Faster, yes — BLAKE3 can be 5-10× faster than SHA-256 on modern CPUs, especially with SIMD and parallel hashing. But SHA-256 has wider hardware support, broader ecosystem (every language, every protocol), and decades of cryptanalysis. For new internal systems where speed matters, BLAKE3 is a reasonable choice. For interop with everything else, SHA-256 is still the default.

Can I use a checksum to detect intentional tampering?

Only if it's an HMAC or signed hash. A plain hash like SHA-256 detects corruption but an attacker who modifies the file and recomputes the hash can publish both unchanged. HMAC requires a secret key to compute, so attackers without the key can't forge a valid HMAC. For public verification, use a digital signature (private-key sign, public-key verify).

Why doesn't HTTPS make checksums redundant?

HTTPS protects data in transit between you and the server. It doesn't protect against the file being tampered with at rest on the server, nor against you downloading from a mirror that's been compromised. Published checksums (especially signed ones) verify the file you got matches what the publisher intended, regardless of how it got to you.

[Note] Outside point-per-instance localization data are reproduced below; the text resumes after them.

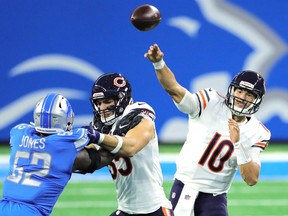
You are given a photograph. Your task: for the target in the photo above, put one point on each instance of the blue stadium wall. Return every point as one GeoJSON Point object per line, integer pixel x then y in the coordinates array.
{"type": "Point", "coordinates": [64, 45]}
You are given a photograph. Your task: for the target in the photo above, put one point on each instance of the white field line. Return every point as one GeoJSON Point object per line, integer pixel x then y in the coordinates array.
{"type": "Point", "coordinates": [171, 157]}
{"type": "Point", "coordinates": [231, 202]}
{"type": "Point", "coordinates": [265, 156]}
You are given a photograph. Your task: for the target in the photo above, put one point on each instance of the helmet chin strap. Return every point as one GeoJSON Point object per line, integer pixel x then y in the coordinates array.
{"type": "Point", "coordinates": [109, 120]}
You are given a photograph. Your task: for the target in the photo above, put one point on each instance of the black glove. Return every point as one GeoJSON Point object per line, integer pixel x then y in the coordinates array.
{"type": "Point", "coordinates": [93, 134]}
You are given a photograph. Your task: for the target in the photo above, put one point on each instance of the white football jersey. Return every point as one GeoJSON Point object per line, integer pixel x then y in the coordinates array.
{"type": "Point", "coordinates": [139, 178]}
{"type": "Point", "coordinates": [207, 161]}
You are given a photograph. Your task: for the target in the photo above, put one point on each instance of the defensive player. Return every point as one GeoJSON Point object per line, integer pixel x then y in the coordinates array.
{"type": "Point", "coordinates": [223, 134]}
{"type": "Point", "coordinates": [135, 168]}
{"type": "Point", "coordinates": [43, 156]}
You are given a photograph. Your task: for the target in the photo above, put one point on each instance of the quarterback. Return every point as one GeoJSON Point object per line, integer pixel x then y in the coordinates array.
{"type": "Point", "coordinates": [223, 135]}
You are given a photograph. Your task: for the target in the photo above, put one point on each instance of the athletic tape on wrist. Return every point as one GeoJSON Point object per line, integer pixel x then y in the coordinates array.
{"type": "Point", "coordinates": [119, 145]}
{"type": "Point", "coordinates": [101, 138]}
{"type": "Point", "coordinates": [159, 65]}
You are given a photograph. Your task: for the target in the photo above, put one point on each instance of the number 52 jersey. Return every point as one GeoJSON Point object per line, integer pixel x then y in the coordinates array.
{"type": "Point", "coordinates": [40, 167]}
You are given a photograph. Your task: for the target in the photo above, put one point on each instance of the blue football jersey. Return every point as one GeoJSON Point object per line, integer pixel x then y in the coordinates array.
{"type": "Point", "coordinates": [40, 167]}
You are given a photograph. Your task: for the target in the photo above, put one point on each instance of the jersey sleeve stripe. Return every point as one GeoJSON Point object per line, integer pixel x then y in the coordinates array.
{"type": "Point", "coordinates": [262, 145]}
{"type": "Point", "coordinates": [203, 99]}
{"type": "Point", "coordinates": [200, 106]}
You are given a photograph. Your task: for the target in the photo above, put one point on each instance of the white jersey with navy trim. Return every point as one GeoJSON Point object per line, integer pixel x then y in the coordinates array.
{"type": "Point", "coordinates": [139, 178]}
{"type": "Point", "coordinates": [207, 162]}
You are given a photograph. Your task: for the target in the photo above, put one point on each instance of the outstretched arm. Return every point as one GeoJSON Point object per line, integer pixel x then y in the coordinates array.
{"type": "Point", "coordinates": [89, 159]}
{"type": "Point", "coordinates": [164, 74]}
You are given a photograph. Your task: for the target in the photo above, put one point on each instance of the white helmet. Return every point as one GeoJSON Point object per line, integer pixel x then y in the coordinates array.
{"type": "Point", "coordinates": [53, 114]}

What's the right checksum for a 1 GB file?

SHA-256 is the standard answer — secure, well-supported, fast enough that 1 GB hashes in seconds on a modern CPU. SHA-512 is slightly faster on 64-bit hardware. BLAKE3 is faster still and parallelizable. For software releases, follow the convention of the ecosystem (most use SHA-256). Don't roll your own; never use MD5 for anything security-relevant.